You can check whether a cell is empty or not by using the following formula:

=if(C2="";"The cell is empty";"The cell is not empty")
  • 2
    Thanks. This one is simpler than mine. It was obviously too trivial for me to think of it. :) – Robert Koritnik Dec 1 '09 at 13:35
  • I believe the real answer is actually to fix the original formula in the cell being tested. I suggest the formula is not actually returning an empty string. Place this formula in cell A1: =if(1=1,"","No Way") and it puts a value into the cell. Unlike Excel, place this one in cell A2: =if(1=1, ,"No Way") and it will leave the cell blank. This is easily tested by placing these formulas in 2 other cells: =ISBLANK(A1) will return FALSE while =ISBLANK(A2) will return TRUE. Likewise =ISBLANK(if(1=1, ,"No Way")) return TRUE. – Karl_S Jan 26 '17 at 15:26
  • Wouldn't it just be C2=""? – Solomon Ucko May 25 '18 at 13:03
9

I can use function

=IF(COUNTBLANK(cell:cell)=1;"Blank cell";"Not blank")

that will be one only of the cell is empty.

3

You can wrap the ISBLANK() with a NOT() it basically switches what ever is in it to the opposite of its original result.

=NOT(ISBLANK(A2))

Its checking if A2 is not empty.
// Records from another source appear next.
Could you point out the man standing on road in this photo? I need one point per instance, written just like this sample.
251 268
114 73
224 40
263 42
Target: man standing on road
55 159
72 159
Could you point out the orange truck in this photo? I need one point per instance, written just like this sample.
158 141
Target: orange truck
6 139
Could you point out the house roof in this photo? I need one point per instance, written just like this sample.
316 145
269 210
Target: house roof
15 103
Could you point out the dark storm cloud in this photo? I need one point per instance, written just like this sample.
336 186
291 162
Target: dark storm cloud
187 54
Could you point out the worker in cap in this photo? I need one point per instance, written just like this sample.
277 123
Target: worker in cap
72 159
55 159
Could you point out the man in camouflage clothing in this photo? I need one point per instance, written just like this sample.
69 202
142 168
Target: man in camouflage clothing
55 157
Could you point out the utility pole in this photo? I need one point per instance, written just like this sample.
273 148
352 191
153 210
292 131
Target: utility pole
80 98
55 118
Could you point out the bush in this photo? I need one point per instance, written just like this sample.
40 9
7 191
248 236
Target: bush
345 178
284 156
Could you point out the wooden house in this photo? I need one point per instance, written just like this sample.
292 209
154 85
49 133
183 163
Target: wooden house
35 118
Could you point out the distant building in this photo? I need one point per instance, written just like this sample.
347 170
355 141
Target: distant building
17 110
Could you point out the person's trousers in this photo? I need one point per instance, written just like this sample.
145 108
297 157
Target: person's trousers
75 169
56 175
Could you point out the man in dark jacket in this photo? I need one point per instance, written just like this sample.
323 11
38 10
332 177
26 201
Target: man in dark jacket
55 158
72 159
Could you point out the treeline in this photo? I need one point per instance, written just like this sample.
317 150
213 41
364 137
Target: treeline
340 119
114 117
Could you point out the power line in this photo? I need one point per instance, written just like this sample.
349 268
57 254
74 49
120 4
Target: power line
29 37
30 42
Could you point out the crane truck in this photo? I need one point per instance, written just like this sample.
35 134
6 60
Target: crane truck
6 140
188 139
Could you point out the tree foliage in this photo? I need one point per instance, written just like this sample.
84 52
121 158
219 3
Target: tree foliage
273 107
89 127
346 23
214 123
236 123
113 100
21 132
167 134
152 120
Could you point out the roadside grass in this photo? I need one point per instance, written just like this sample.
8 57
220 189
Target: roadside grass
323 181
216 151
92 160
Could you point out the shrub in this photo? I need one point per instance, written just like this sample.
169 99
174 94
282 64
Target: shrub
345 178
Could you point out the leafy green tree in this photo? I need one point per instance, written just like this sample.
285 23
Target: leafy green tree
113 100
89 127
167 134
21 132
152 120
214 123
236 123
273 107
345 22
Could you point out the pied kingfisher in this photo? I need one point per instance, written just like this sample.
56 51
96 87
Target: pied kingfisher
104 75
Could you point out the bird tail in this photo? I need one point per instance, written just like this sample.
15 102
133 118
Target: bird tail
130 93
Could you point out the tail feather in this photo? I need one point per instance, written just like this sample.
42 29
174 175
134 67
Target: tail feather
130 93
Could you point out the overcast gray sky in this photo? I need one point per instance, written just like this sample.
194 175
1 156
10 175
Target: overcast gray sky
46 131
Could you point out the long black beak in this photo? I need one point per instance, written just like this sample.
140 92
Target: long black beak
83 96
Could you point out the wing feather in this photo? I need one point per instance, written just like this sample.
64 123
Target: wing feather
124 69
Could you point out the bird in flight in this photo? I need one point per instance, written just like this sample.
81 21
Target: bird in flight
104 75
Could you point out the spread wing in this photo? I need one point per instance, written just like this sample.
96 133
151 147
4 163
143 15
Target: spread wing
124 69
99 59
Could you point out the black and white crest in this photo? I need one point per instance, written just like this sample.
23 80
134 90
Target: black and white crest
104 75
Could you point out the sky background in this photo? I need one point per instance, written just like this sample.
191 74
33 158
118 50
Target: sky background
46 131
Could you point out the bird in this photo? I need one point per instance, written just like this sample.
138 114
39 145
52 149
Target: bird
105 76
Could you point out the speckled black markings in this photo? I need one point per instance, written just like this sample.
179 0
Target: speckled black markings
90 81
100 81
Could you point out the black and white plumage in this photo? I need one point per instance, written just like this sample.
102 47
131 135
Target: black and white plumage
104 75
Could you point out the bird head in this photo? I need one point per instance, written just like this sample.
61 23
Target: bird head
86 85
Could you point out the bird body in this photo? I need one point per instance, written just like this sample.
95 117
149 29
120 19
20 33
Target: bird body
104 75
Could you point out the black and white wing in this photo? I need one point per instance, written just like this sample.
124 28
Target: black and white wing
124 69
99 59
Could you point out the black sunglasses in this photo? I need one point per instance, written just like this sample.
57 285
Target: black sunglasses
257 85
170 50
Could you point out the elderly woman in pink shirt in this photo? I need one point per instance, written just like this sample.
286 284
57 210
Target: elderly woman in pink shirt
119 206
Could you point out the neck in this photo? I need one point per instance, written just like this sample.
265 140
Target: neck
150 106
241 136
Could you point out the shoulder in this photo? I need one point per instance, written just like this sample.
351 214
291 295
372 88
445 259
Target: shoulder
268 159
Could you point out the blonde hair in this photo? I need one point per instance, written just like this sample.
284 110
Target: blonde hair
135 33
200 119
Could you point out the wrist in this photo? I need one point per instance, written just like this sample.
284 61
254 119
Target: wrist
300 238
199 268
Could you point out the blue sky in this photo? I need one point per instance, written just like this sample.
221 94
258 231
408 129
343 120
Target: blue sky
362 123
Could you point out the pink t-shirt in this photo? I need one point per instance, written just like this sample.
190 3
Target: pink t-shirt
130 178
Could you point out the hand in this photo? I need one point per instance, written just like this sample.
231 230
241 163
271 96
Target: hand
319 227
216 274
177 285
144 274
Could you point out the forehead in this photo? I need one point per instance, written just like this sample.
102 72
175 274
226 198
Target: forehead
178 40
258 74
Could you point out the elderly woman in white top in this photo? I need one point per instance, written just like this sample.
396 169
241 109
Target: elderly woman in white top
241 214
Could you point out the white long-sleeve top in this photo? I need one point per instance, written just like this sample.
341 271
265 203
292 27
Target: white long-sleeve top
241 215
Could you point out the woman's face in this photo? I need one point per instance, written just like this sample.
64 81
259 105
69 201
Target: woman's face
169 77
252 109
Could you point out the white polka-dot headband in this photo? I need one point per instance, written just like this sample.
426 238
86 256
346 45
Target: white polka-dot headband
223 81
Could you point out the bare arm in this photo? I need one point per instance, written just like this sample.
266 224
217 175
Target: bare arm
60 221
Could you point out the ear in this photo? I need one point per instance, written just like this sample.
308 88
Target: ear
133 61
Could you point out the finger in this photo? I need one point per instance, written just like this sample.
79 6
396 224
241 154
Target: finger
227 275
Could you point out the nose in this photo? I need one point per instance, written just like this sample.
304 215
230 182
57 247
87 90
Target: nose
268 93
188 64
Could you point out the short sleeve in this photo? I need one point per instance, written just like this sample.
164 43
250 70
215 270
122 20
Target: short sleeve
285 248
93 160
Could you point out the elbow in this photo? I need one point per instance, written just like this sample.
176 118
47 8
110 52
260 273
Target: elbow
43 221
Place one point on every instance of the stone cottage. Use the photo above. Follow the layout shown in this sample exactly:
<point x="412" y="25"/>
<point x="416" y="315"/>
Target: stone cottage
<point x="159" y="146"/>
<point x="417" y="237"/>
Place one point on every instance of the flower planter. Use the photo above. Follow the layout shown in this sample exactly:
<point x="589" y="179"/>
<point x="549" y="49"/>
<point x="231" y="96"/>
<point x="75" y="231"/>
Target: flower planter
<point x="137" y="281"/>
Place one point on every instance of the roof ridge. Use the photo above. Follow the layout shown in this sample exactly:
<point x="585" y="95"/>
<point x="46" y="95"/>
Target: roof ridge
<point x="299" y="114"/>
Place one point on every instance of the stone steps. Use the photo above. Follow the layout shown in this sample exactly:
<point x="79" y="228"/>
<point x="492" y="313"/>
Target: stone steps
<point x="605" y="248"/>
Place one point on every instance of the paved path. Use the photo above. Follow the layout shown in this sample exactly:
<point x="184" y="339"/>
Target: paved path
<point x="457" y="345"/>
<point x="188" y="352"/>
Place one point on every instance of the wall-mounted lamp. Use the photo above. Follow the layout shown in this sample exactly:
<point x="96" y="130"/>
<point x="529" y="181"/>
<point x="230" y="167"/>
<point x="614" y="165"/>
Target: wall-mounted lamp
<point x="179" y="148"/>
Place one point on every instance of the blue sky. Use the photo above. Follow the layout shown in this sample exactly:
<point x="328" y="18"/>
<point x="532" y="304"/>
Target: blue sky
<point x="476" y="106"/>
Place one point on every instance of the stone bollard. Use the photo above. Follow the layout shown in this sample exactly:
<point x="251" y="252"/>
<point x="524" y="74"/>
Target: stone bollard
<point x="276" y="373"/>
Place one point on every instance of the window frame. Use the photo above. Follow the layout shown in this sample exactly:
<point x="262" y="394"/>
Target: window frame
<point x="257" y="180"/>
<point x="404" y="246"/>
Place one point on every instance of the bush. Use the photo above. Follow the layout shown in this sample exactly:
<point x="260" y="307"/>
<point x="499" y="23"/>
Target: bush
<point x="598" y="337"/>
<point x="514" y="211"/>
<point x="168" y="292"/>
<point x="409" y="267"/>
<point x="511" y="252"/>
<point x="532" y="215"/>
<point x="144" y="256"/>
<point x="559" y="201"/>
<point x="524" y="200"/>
If it has something in A2 it will give a True result.

NOT - Docs editors Help

  • 1
    How does that help anything? The OP was asking how to determine if a cell is blank which was defined as empty or containing an empty string. – Adrian Jun 20 '15 at 16:40
  • This is the best answer. It's simple and to the point. The OP asked how to CHECK and this does exactly that! – BBking Dec 3 '15 at 22:23
3

I found the function LEN(A1) to be very useful and robust. It also works for cells that contained text that has been deleted. It returns the length of a cell's content and if it returns 0, the cell is empty.
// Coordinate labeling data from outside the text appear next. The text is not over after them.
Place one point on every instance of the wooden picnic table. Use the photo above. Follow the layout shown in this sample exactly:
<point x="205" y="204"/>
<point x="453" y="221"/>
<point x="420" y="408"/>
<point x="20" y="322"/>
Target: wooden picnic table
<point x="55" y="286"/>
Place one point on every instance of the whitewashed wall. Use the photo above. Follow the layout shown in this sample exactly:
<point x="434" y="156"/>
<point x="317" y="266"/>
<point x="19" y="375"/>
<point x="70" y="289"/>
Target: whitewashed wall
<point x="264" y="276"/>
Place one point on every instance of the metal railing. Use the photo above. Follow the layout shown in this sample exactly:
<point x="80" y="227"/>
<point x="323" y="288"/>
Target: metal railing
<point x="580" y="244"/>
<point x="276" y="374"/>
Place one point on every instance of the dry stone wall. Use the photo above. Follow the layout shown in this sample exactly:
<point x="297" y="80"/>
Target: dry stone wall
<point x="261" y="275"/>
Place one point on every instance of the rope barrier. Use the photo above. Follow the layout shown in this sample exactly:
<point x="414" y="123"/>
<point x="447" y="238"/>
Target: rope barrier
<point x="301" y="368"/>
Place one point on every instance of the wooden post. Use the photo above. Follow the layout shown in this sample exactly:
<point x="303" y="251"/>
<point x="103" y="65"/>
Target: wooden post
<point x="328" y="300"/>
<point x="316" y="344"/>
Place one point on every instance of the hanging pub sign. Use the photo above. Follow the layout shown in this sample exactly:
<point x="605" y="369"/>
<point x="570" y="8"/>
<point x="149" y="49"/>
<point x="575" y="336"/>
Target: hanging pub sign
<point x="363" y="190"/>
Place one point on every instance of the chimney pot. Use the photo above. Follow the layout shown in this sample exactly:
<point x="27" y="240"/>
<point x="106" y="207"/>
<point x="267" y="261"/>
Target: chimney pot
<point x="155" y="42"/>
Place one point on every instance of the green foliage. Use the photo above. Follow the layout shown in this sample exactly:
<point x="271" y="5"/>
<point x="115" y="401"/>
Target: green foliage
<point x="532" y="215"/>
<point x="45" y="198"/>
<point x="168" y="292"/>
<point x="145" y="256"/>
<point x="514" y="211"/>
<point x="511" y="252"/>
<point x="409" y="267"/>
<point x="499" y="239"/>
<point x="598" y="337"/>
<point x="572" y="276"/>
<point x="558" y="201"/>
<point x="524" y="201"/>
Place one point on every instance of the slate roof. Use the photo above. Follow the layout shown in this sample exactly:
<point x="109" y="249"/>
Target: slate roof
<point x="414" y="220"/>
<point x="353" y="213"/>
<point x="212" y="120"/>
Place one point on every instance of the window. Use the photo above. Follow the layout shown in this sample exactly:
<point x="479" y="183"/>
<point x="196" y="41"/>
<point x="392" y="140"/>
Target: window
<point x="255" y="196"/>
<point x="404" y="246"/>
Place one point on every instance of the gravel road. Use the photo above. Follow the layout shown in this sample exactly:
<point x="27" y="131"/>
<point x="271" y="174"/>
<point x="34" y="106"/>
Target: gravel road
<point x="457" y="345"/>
  • IF(NOT(LEN(A1))) or IF(LEN(A1)=0) to check for empty cells
  • IF(LEN(A1)) or IF(LEN(A1)<>0) to check for non-empty cells

I prefer the fist variant because it's easier to read. The number 0 evaluates to FALSE in a boolean check, any positive number evaluates to TRUE.

2

I've searched the internet (Google, search tools, custom range) for references of the ISBLANK function pre-dating the OP's question. The ISBLANK function already existed during the time of asking: ISBLANK reference before 01/12/2009

Therefore this function will suffice:

=IF(ISBLANK(A2)=TRUE;"Blank cell";"Not blank")

There is however one thing to take in consideration:

  • Deleted text, formatted as plain text, isn't empty
  • 1
    Adding some more explanation as to why this answers the question would help. – ChrisF Feb 10 '13 at 23:47
  • 5
    I've already described the problem with isblank() function in my question. It only returns true when cell is actually empty (not having a formula in it either). What I was looking for no content cells if that makes it more clear to you. – Robert Koritnik Feb 12 '13 at 7:42
  • If you add IFERROR(1/0) it will return TRUE. – Jacob Jan Tuinstra Feb 12 '13 at 7:49
  • @RobertKoritnik Forgot to mention you. – Jacob Jan Tuinstra Feb 12 '13 at 8:49
  • @JacobJanTuinstra: Include it where? Division by 0 is always error. – Robert Koritnik Feb 13 '13 at 8:01
1

Except for @Martin Hansen's A (where all four versions return nothing but #N/A for me) two of the above As do distinguish:

a "blank" cell (truly blank OR containing a formula returning `""`)  

from

a "non-blank" cell (whether Text, Numeric, Boolean or other Formula).

They are all however much longer than they need to be if just for the purpose of differentiation. Much of the length is due to the text chosen to notify the condition. Such text is not necessary (I would like it to return true...). A correct A to Is the cell "not-blank" would serve for differentiation (as @CamSyl's interpretation).

However in that case a correct A to Is the cell "blank" would serve equally well (or better, given OP wants true for blank), and that can be achieved with a formula roughly a third of the length of @CamSyl's solution (which does not solve OP's problem anyway).

I recommend a formula of the type:

=A3="" 

(which is all the essence of @Mehper C. Palavuzlar's A without the text).